I did see it, and responded in that thread. The main problem with that test was that the two files were too short and contained fully periodic material (a single sine-wave). DeltaWave tries to compute clock drift, variable group delay, jitter, etc., all of which requires quite a few more samples than a few seconds. I never measure with less than 30 seconds, but with lower sampling rates, such as 44.1k, I'd say use at least a minute.
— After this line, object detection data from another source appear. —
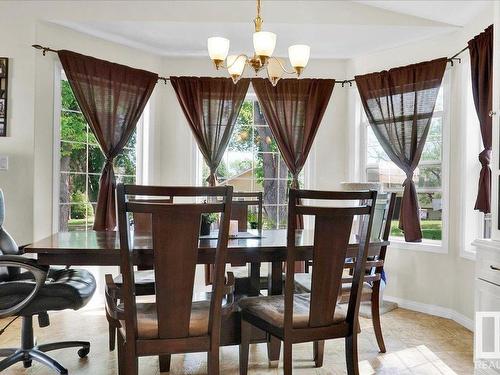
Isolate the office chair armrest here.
[0,255,49,318]
[104,273,125,320]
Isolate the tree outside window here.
[59,79,137,231]
[200,98,304,229]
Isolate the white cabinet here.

Generally, music or noise test signals are preferred to sine-waves, since two sine waves can align perfectly at thousands if not millions of places, and DW has no way to pick one over the other. When using periodic signal, there is a setting that should help and needs to be turned on: Measure Simple periodic waveforms. This attempts to deal with exactly this issue.
Speaking of time delays, DeltaWave not only measures and corrects delay to much less than 1/1000 of a sample accuracy, but also measures and corrects non-linear phase effects and clock speed differences.